The undersigned hereby elects, under Section 83(b) of the Internal Revenue Code, to include in gross income, as compensation for services, the excess of the fair market value at the time of transfer of the property described below over the amount paid for such property.

The following information is supplied in accordance with Treasury Regulation §1.83-2(e):

1.           The name, address and social security number of the undersigned:
 
Name: ______________________________________
 
Address: ____________________________________
 
___________________________________________
 
___________________________________________
 
SSN: _______________________________________

2.           The property with respect to which the election is being made is the common stock of Porter Bancorp, Inc.

3.           The property was transferred on ____________, ____ [insert date]. The taxable year for which election is made is calendar year ____.

4.           The nature of the restrictions or risks of forfeiture to which the property is subject is that if the undersigned ceases to be employed by Porter Bancorp, Inc. or its subsidiary, the unvested portion of the undersigned’s restricted stock will be forfeited.

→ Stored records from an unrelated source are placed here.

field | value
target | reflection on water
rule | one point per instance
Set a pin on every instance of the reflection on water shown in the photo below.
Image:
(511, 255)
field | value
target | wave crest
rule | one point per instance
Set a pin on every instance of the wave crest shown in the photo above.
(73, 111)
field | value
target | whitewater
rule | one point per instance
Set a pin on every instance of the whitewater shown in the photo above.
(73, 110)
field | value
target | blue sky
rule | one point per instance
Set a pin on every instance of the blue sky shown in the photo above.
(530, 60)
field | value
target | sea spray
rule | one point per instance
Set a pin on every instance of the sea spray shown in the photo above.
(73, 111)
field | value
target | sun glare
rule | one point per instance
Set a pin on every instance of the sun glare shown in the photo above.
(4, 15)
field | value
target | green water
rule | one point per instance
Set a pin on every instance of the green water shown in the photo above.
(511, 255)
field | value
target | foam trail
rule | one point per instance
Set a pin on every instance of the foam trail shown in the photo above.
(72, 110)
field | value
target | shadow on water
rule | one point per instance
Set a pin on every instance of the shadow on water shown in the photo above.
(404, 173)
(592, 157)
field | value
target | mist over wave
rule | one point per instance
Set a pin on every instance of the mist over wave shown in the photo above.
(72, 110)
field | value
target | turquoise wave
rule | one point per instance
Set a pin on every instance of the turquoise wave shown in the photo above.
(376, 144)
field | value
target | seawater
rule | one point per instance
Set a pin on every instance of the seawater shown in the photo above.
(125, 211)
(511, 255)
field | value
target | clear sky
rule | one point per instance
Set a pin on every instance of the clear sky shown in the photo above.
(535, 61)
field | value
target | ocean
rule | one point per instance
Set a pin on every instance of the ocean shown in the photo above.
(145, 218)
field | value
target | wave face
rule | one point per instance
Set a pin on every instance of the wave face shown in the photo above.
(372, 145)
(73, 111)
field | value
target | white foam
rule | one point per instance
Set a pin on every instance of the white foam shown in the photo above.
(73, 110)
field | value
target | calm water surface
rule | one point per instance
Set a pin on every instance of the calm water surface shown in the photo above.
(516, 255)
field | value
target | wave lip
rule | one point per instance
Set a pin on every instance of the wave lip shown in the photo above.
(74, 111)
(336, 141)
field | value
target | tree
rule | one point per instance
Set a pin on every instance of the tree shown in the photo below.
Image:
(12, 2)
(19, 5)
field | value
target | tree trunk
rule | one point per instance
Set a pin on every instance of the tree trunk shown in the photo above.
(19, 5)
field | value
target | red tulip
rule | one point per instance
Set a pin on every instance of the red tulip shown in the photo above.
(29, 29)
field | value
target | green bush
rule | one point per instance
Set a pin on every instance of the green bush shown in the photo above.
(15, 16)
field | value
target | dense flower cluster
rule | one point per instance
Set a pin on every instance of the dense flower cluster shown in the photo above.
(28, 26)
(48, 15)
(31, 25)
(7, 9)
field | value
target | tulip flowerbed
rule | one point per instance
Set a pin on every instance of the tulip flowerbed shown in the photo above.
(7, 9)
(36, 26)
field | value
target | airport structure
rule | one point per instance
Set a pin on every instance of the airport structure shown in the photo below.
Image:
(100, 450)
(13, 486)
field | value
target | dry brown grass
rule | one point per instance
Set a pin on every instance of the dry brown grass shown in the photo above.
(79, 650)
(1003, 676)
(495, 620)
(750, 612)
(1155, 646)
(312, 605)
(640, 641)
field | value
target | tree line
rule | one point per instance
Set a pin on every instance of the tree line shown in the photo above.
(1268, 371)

The undersigned vests in the property at the rate and upon the events set forth in the Restricted Stock Award Agreement.

5.           The fair market value of property at the time of transfer (determined without regard to any lapse restriction) was $________.

6.           The taxpayer received the property solely for the performance of services.

7.           Copies of this statement have been furnished, as required by Reg 1.83-2(d), to Porter Bancorp, Inc. and its subsidiary for which the services were performed.

___________________________________
 
Instructions for Filing: File this statement within 30 days from the Date of Grant Date with the IRS at the address you will use to file your Form 1040 for the tax year involved as stated in Item 3 above, AND file it with your tax return for that year.